Wood burning is the art of using a heated tool to create designs on wood pieces. Its art can be simple or advanced, but is wood burning really as complex as it looks? Is wood burning a hard hobby to learn?
Wood burning, also known as pyrography, is not a hard activity to learn. The tools needed are easy and inexpensive to acquire and stencils can be purchased online to assist the artistic process. The best way to advance the skills needed in pyrography is to give it a try and get used to the tools.
Now that we understand that there is nothing to be afraid of in wood burning, how is it done? Continue reading to learn more about beginner’s tips and techniques for wood burning.
What Do I Need for Wood Burning?
Let me give you a quick answer for the tools needed, and then I will go more in-depth.
- Pieces of wood
- A well ventilated work area
- A pyrography kit
- Lots of time
Wood burning is relatively simple, right? All you really need are some small bits of wood, an area away from things that could be melted or burned, and a wood burning tool with accessories you like.
Art is never that simple, but wood burning can be if you take it slow. Here I have a few tips and tricks that can help you learn a bit more about wood burning.
Types of Materials
You can use any kind of wood for pyrography, but some of the best options include pine, aspen, birch, basswood, and poplar. This is because these types of wood are soft, have minimal grain, and are lighter in color, which will make the burn marks show up a little better than if you used dark woods.
My favorite wood to burn and is what I recommend to others are basswood sheets because they are inexpensive and provide a large yet clean canvas for beginner wood burners. Prices range from 10 to 40 dollars, but I recommend buying a 8-pack like this one to get started with.

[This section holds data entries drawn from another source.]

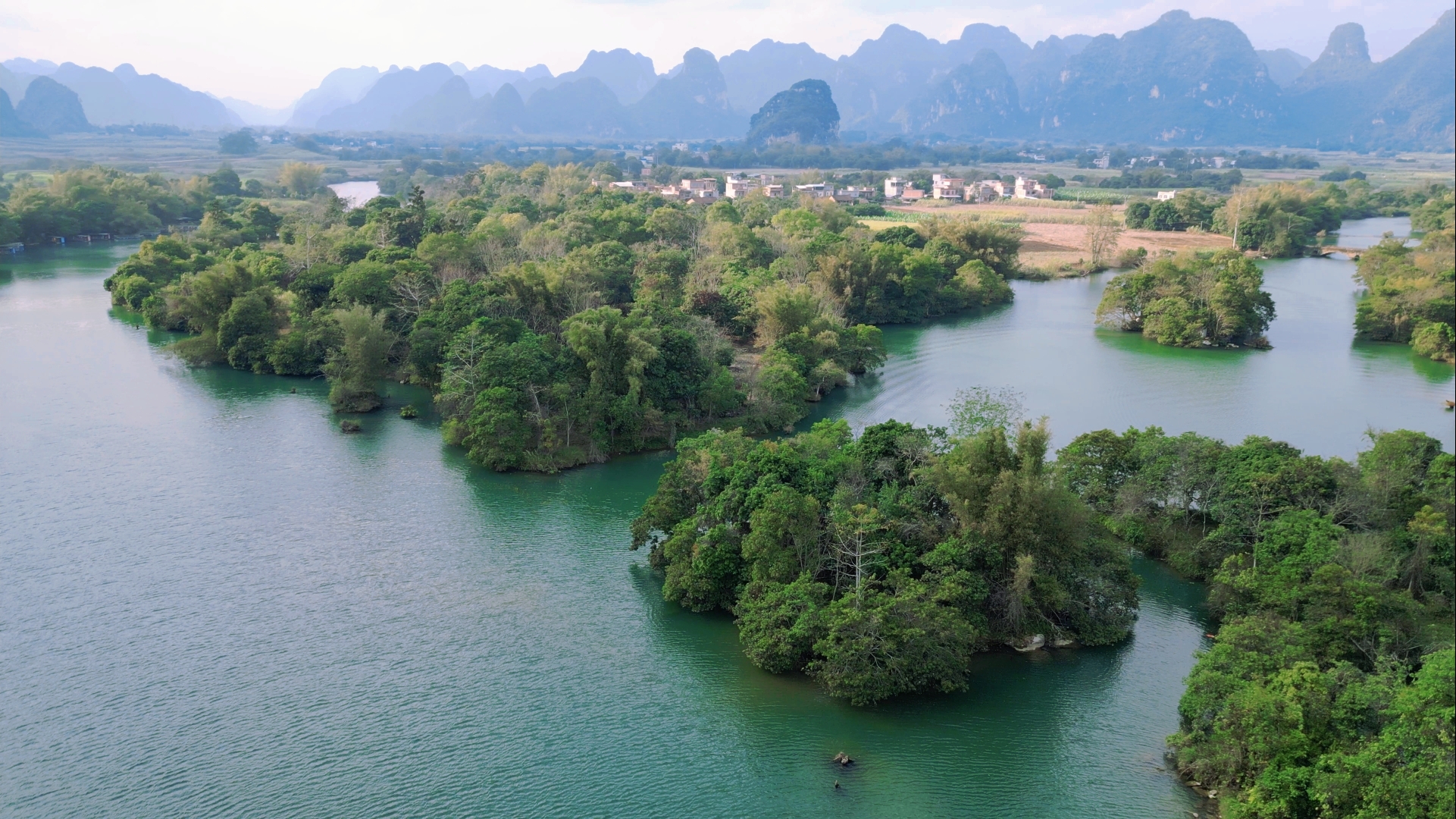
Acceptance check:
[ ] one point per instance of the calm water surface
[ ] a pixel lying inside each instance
(214, 604)
(355, 194)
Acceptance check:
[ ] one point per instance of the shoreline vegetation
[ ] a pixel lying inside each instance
(1411, 292)
(555, 321)
(880, 564)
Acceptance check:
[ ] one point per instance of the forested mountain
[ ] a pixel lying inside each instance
(52, 108)
(11, 124)
(803, 114)
(1176, 80)
(1181, 80)
(390, 95)
(977, 98)
(341, 88)
(1410, 99)
(123, 96)
(1285, 66)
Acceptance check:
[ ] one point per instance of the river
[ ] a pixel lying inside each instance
(355, 194)
(216, 605)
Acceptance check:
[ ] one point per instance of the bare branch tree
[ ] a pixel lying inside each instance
(1104, 228)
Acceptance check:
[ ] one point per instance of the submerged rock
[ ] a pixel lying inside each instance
(1029, 643)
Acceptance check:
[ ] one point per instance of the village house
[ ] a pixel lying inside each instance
(986, 191)
(945, 187)
(736, 188)
(700, 190)
(1032, 190)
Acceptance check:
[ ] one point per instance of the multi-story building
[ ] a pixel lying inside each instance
(700, 188)
(736, 188)
(1032, 190)
(945, 187)
(986, 191)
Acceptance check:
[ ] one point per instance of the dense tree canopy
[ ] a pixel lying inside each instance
(558, 322)
(880, 564)
(1411, 292)
(1191, 300)
(1328, 689)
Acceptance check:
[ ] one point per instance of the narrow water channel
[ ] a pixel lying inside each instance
(214, 604)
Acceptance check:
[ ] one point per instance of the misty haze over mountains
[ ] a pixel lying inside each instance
(1179, 80)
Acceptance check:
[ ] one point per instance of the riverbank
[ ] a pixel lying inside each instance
(283, 620)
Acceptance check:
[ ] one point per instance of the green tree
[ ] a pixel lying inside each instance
(357, 366)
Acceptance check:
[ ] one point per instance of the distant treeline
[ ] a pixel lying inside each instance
(559, 322)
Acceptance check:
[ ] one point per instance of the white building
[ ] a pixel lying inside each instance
(945, 187)
(737, 188)
(1032, 190)
(700, 188)
(986, 191)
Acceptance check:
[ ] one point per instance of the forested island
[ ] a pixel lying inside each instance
(561, 322)
(1411, 292)
(878, 566)
(1191, 300)
(1289, 219)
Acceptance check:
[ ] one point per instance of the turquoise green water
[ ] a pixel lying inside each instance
(218, 605)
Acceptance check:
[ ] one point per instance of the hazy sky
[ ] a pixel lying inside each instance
(270, 52)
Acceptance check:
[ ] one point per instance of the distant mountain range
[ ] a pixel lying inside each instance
(1179, 80)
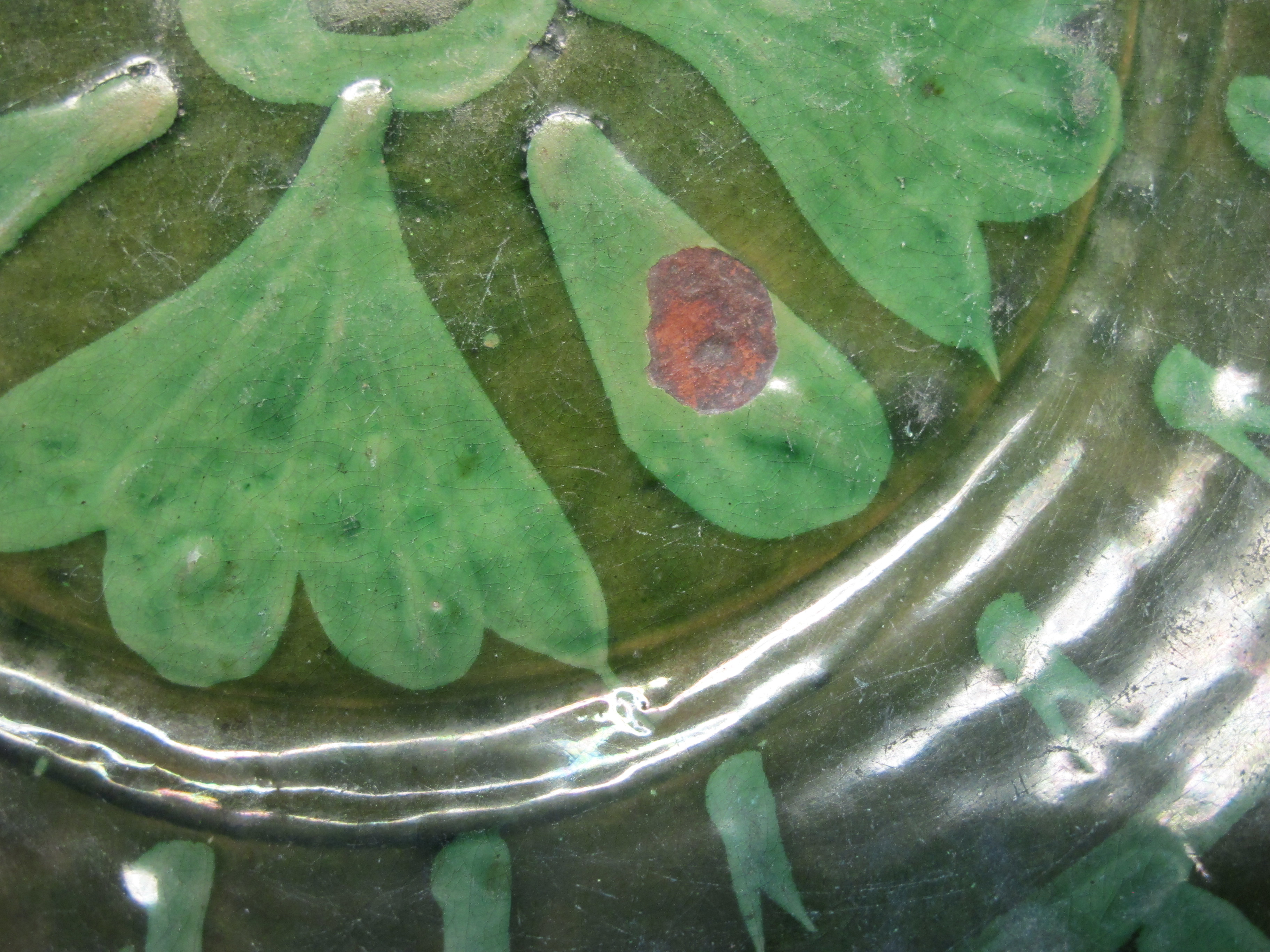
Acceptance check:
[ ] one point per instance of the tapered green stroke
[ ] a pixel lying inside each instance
(1248, 110)
(1004, 633)
(1132, 887)
(743, 810)
(1194, 397)
(472, 881)
(812, 449)
(50, 151)
(275, 50)
(300, 409)
(900, 126)
(173, 883)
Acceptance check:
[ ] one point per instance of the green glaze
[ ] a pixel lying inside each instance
(1003, 634)
(47, 153)
(811, 450)
(1100, 902)
(900, 126)
(1132, 885)
(173, 883)
(743, 810)
(1248, 108)
(1193, 921)
(472, 881)
(275, 50)
(1194, 397)
(300, 409)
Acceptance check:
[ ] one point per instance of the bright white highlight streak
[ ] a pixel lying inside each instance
(830, 603)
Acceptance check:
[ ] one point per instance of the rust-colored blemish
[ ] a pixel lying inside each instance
(713, 333)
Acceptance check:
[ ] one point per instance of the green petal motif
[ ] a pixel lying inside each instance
(275, 50)
(1248, 110)
(173, 883)
(1003, 634)
(743, 810)
(300, 409)
(47, 153)
(1193, 397)
(809, 450)
(898, 126)
(472, 881)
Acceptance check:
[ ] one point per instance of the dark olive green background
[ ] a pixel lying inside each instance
(895, 867)
(159, 219)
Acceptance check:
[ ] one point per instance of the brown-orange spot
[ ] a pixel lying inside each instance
(713, 332)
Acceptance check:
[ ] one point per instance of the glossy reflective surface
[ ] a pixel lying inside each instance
(927, 777)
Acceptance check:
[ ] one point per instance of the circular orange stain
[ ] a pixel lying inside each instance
(713, 333)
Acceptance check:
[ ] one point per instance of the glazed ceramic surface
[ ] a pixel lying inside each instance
(668, 475)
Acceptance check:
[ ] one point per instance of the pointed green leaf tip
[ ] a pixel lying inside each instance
(173, 883)
(47, 153)
(472, 881)
(743, 810)
(1248, 108)
(1004, 634)
(809, 450)
(1194, 397)
(898, 126)
(300, 409)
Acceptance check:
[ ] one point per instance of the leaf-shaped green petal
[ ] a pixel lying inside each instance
(898, 126)
(1193, 921)
(809, 450)
(1004, 634)
(275, 50)
(47, 153)
(472, 881)
(743, 810)
(1248, 108)
(1193, 397)
(173, 883)
(300, 409)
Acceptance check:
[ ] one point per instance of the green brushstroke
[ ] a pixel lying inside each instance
(1133, 884)
(1003, 633)
(275, 50)
(808, 451)
(1193, 921)
(743, 810)
(472, 881)
(173, 883)
(1248, 108)
(900, 126)
(300, 409)
(50, 151)
(1191, 398)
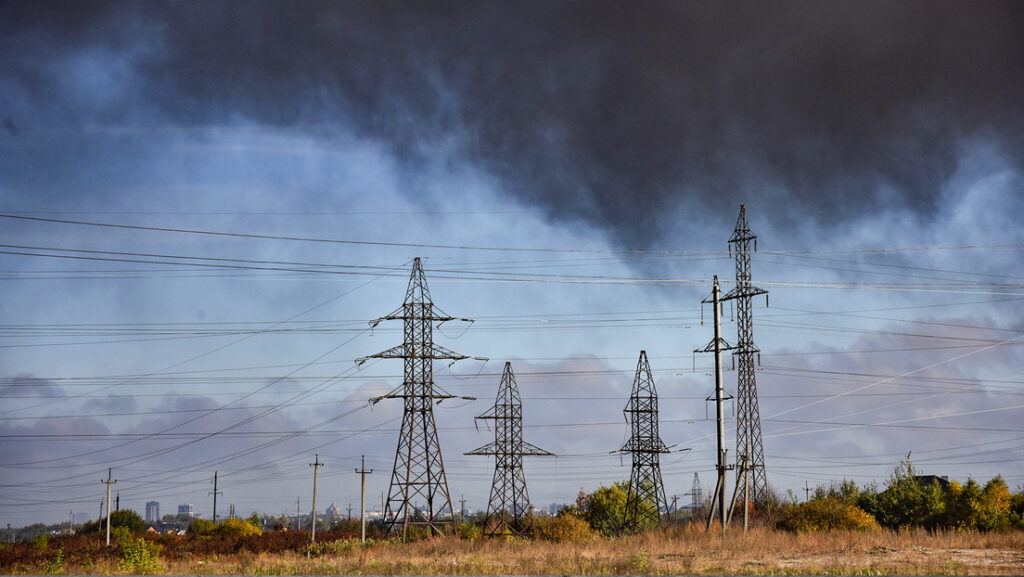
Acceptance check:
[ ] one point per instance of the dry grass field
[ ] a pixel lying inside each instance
(670, 551)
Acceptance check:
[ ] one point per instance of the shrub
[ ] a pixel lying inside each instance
(240, 527)
(201, 527)
(469, 531)
(40, 542)
(55, 565)
(564, 528)
(826, 514)
(137, 554)
(604, 509)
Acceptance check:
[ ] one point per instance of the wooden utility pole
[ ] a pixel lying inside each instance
(108, 482)
(363, 497)
(315, 464)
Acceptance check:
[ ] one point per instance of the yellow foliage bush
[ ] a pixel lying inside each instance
(564, 528)
(827, 514)
(238, 527)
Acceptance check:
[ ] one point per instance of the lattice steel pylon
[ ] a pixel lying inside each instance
(749, 445)
(696, 493)
(508, 510)
(645, 496)
(419, 468)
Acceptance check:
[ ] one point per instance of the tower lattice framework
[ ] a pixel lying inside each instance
(509, 509)
(419, 492)
(749, 443)
(645, 496)
(696, 493)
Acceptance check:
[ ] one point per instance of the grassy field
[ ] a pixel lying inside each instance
(673, 550)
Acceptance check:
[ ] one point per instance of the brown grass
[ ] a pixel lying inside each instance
(670, 551)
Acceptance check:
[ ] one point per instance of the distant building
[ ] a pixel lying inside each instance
(153, 511)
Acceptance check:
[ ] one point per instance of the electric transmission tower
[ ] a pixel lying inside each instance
(696, 493)
(749, 447)
(645, 497)
(509, 511)
(419, 468)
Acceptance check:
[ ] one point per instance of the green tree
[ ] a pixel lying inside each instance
(201, 527)
(993, 506)
(826, 514)
(906, 501)
(603, 509)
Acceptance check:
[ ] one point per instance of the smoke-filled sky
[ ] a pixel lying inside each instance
(203, 205)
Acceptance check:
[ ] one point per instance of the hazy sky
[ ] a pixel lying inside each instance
(568, 171)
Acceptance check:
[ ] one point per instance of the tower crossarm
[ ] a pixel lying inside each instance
(743, 291)
(403, 352)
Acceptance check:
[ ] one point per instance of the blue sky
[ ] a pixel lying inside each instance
(569, 173)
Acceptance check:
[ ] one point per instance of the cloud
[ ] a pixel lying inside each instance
(588, 110)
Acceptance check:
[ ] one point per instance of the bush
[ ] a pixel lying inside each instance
(826, 514)
(564, 528)
(469, 531)
(604, 509)
(137, 554)
(238, 527)
(201, 527)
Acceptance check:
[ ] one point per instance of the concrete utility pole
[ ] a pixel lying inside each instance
(315, 464)
(363, 497)
(749, 442)
(109, 482)
(215, 493)
(717, 345)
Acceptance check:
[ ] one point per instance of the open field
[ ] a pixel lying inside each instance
(675, 550)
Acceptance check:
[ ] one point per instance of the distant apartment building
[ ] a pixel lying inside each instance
(153, 511)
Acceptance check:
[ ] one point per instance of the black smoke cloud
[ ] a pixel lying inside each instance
(598, 111)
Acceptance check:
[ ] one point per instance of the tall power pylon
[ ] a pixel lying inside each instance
(419, 468)
(696, 493)
(645, 497)
(749, 447)
(509, 511)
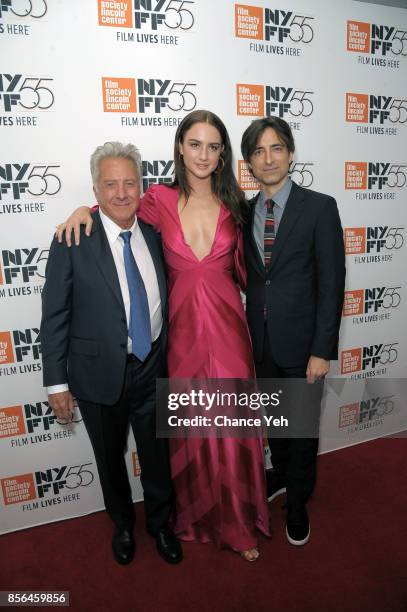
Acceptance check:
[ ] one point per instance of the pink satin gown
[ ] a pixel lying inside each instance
(219, 483)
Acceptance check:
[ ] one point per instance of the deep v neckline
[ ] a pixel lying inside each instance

A good idea when starting out with wood burning is not to have only one small section of wood to work with. Especially if you’re learning, it is near impossible to get it “perfect” on the first try. If that is the goal, you can print out a stencil online or purchase a book with images that fits the size of the material you are using by tracing the image.
We recommend looking into purchasing the Pyrography Workbook by Sue Walters. She explains how to transfer your drawings into your materials, necessities for the workspace, how to prepare wood, how to use color in your pieces, and ways to transfer your drawings onto materials other than wood.
Wood Burning Tools and Kits
In the beginning, it can be hard to manipulate your heated tool and maintain a consistent temperature. Because of this, it is a good idea to invest in a good quality tool that fits your art style and needs.
Prices for wood burning tools can range from 10 dollars to 400 dollars. With such a wide range, you have many options for starting this hobby but the quality of the tool varies with the price-ranges. Many of the cheaper kits just don’t have the power to give a consistent burn and easily wear out.
If you’re serious about getting into pyrography, I recommend the Burnmaster HAWK Single Port Woodburner package available on Amazon as it has a middle of the road price point with some high end options built in. From my experiences, this is the best value wood burning kit on the market today and allows you to add new shaped tips at an affordable price.
Let’s look at the different kinds of accessories so that when you start your next project you know what you need!
- Skew Tip: This tool is angled or slanted which allows the artist to use it for long lines or feathers.
- Spear Tip: This tool has a pointed edge and is helpful for getting into tight places or fine details on your art piece.
- Round Tip: This tool has a circular point which is great when you want only a little indentation on the wood or material.
- Chisel Tip: This tool is shaped like a box and is used for running quill lines.
- Ballpoint Tip: This tool has a tiny ball at the end which is good for calligraphy or writing motions.
- Universal/All-Purpose Tip: This tip is used for creating straight lines or outlines.
- Calligraphy Tip: This is a good option for curved lines or writing lines.
- Extra Fine Tip: This tool is used for details, straight lines, or light curves.
- Shading Tip: This tool is great for filling space or adding shadows.
Suggestions for Wood Burning
Now that you understand what you need to start wood burning, let me leave you with a final few tips.
First, know that softer wood burns faster, so you need to manage your time well when working with them. Tools that produce less heat are better used on softwoods such as basswood rather than hardwoods such as oak.
Next, use your heated tool in light and circular movements. Instead of putting a ton of pressure on your tool, using it lightly on a softwood will give you better results, especially when shading. Once you are sure of your shape, you can go back over and clarify your straight lines and outlines.
It is also suggested to sand your wood piece if it is not already smoothed out. You should also seal your wood so the stain will not bleed in nearby areas.
When you are using your heated tool, it is smart to go with the wood grain, especially if you are a beginner, because there will be less resistance and risk for burn injury.
Finally, understand that any mistakes made on your piece just add character to the piece! Nothing needs to be perfect, especially when wood burning is not forgiving of mistakes. It is all part of the art process!